Given data stream $D = \{p_1,p_2,...,p_m\}$ of size $m$ of numbers from $\{1,..., n\}$, the frequency of $i$ is defined as $f_i = |\{j: p_j = i\}|$. The $k$-th frequency moment of $D$ is defined as $F_k = \sum_{i=1}^n f_i^k$. We consider the problem of approximating frequency moments for $k\ge 3$. For any constant $c$ we show an $O(n^{1-2/k}\log(n)\log^{(c)}(n))$ upper bound on the space complexity of the problem. Here $\log^{(c)}(n)$ is the iterative $\log$ function. We make the following assumptions: $n$ and $m$ are polynomially far; approximation error $\epsilon$ and parameter $k$ are constants. We observe a natural bijection between streams and special matrices. Our main technical contribution is a non-uniform sampling method on matrices.
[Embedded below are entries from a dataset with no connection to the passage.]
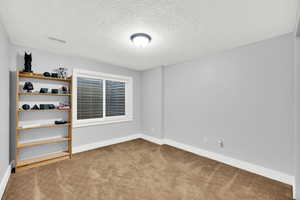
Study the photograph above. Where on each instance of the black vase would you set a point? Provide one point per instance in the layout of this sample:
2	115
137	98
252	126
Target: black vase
27	63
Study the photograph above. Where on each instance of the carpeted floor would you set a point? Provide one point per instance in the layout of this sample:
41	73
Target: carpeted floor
139	170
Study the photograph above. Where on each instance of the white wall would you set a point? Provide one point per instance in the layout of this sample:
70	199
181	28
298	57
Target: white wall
45	61
297	114
4	102
152	101
243	96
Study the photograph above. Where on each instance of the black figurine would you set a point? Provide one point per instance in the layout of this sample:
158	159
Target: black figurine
27	64
35	107
28	86
26	107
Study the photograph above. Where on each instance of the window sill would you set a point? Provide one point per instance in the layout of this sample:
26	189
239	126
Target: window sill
78	125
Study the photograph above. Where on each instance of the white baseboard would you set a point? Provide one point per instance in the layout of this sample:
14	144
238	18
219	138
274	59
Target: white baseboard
4	180
272	174
152	139
104	143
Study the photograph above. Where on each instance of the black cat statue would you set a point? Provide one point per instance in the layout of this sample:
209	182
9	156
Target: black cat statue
27	64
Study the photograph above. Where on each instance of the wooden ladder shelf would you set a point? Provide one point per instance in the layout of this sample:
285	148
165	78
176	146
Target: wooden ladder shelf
23	163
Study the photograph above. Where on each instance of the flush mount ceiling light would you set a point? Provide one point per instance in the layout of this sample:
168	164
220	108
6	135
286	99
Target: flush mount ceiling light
140	39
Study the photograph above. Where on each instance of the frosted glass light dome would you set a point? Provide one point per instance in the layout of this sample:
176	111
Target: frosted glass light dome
140	39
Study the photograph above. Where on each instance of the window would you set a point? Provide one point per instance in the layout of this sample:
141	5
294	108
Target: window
101	98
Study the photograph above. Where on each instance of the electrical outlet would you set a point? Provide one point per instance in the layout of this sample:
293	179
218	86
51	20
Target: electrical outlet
221	143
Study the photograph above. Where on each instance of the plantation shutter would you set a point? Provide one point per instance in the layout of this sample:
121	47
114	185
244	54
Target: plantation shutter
89	98
115	98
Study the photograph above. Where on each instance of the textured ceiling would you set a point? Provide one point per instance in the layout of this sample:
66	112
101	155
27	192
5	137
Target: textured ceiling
181	29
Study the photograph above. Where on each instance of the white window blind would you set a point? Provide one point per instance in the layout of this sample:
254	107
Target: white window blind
115	98
101	98
89	98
We call our method a *pick-and-drop sampling*; it samples a heavy element (i.e., element $i$ with frequency $\Omega(F_k)$) with probability $\Omega(1/n^{1-2/k})$ and gives approximation $\tilde{f_i} \ge (1-\epsilon)f_i$. In addition, the estimations never exceed the real values, that is $\tilde{f_j} \le f_j$ for all $j$. As a result, we reduce the space complexity of finding a heavy element to $O(n^{1-2/k}\log(n))$ bits. We apply our method of recursive sketches and resolve the problem with $O(n^{1-2/k}\log(n)\log^{(c)}(n))$ bits. This is joint work with Rafail Ostrovsky.